It would be difficult to find a more iconic story of transformation, in Medellín or anywhere in the world, than the neighborhood known as Moravia. It would be even harder to find people as warm, welcoming, and open-hearted as the ones I met there when I first came to the city in early 2016.
This 300-foot high community garden was once the municipal garbage dump of Medellín.
The Story: How a garbage dump became a garden
The four square kilometers of northeast-central Medellín now known as Moravia was, until the 1960’s, a sparsely inhabited, fertile area near the Río Medellín. Early in that decade, migration from the Pacific coast (El Chocó) and rural areas of northwestern Colombia (Antioquia) increased dramatically as people fled sectarian violence that had convulsed the nation for 20 years. Squatters became settlers, extended families put down roots, and the population began to explode.
Just as humans started to claim the area of Moravia, the city of Medellín began to dispose of its garbage there. Medical waste from the region’s principal medical school mixed with industrial waste from the meat packing company Xenu and the prosperous textile industry, and the household garbage of nearly 800,000 inhabitants of the city. Soon there was a hill, then a mountain, of refuse. The ponds, streams, and fields were quickly replaced with blowing ash and plastic – and worse – but the humans were far from discouraged. The ever-flowing parade of dump trucks from the city brought items to recycle, resell, and feed hungry children.

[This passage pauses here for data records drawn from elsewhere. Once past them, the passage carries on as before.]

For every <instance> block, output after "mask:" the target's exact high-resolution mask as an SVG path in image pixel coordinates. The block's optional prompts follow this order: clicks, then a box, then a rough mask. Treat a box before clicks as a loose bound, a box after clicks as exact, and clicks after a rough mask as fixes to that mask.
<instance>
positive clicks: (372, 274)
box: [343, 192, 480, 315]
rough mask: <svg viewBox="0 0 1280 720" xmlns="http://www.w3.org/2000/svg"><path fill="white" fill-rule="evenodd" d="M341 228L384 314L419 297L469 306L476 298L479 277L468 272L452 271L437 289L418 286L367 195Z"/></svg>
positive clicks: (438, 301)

Food was plentiful though there might be competition
By 1970, an estimated 40,000 people lived on or around the towering, smoldering cumulus that was never meant to house or feed people, let alone create a community with churches, gardens, a marching band and its own Boy Scout troop.
Generation followed generation Proud traditions began
The city did its best to discourage the Moravitas, as they called themselves, from staying there. There were frequent efforts to reubicar – relocate – the population, sometimes through methods resonant with Gaza Strip relocations. Residents were offered apartments in high-rise buildings, but the apartments were 45 square meters of cement block, sometimes located hours away by bus from jobs, loved ones, and social networks. Although the apartments themselves were free, they were bare concrete: no furniture, no utility connections, no locks on the doors. There might be no elevators in buildings as much as 9 stories high. There were bills to pay for the first time: water, gas, electricity, all of which were “free” in Moravia.
Life was fragile in Moravia, but it was familiar – and it was cheap.
When Moravitas refused to move, they sometimes woke up at night to find fires raging through their streets, destroying homes made of salvaged wood, turning to ash everything in a 10 square block area and giving residents no choice but to relocate.